Kasir Perusahaan Sawit di Riau Terjerat Kasus Penggelapan Dana Perusahaan Akibat Judi Online
Seorang kasir perusahaan perkebunan sawit di Pekanbaru, Riau, bernama Ade Syahputra (41), kini harus berurusan dengan hukum setelah terbukti melakukan penggelapan dana perusahaan senilai lebih dari Rp 1 miliar. Penangkapan Ade dilakukan oleh Polsek Rumbai setelah pihak perusahaan, PT PIR, melaporkan kejadian tersebut.
Kapolsek Rumbai, Kompol Budi Pramana, mengungkapkan bahwa motif utama pelaku melakukan penggelapan adalah untuk membayar utang dan memenuhi hasratnya dalam bermain judi online. Ade, yang dipercaya memegang kunci brankas perusahaan, memanfaatkan posisinya untuk mengambil uang secara bertahap.
Menurut keterangan polisi, peristiwa penggelapan ini bermula ketika Ade dan Kepala Tata Usaha PT PIR Sei Likuk, Rama Agus (44), menerima dana sebesar Rp 1.017.434.681 dari bank. Dana tersebut rencananya akan digunakan untuk membayar gaji karyawan dan biaya operasional kebun. Setelah uang dimasukkan ke dalam brankas, Rama Agus meninggalkan ruangan dan hanya Ade yang berada di sana.
Beberapa waktu kemudian, Rama Agus kembali ke ruangan kasir, namun Ade sudah tidak berada di tempat. Upaya menghubungi Ade melalui telepon tidak membuahkan hasil. Keesokan harinya, Rama Agus bersama seorang karyawan lain, Bambang Tutuko, membawa brankas ke kantor pusat perusahaan untuk diperiksa. Betapa terkejutnya mereka ketika mendapati brankas tersebut kosong.
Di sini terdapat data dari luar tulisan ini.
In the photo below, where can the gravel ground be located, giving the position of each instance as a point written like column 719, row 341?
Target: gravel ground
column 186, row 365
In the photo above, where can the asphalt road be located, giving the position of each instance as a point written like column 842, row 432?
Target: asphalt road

Pihak perusahaan kemudian melaporkan kejadian ini ke Polsek Rumbai.
Setelah melakukan penyelidikan intensif, polisi berhasil menangkap Ade Syahputra pada Jumat (18/4/2025). Dari tangan pelaku, polisi berhasil mengamankan uang tunai sebesar Rp 853 juta. Sisanya, menurut pengakuan Ade, telah digunakan untuk bermain judi online dan membayar utang.
Akibat perbuatannya, Ade Syahputra kini mendekam di sel tahanan Polsek Rumbai dan dijerat dengan Pasal 372 atau Pasal 374 KUHP tentang penggelapan, dengan ancaman hukuman maksimal 5 tahun penjara.
Berikut adalah rincian kejadian penggelapan:
- 15 April 2025: Rama Agus dan Ade Syahputra menerima uang Rp 1.017.434.681 dari bank.
- 16 April 2025: Ade Syahputra diduga melakukan penggelapan uang perusahaan.
- 18 April 2025: Polisi menangkap Ade Syahputra dan menyita Rp 853 juta.
Kasus ini menjadi pengingat bagi perusahaan untuk meningkatkan pengawasan terhadap pengelolaan keuangan dan menghindari memberikan kepercayaan penuh kepada satu orang, terutama dalam jumlah yang besar.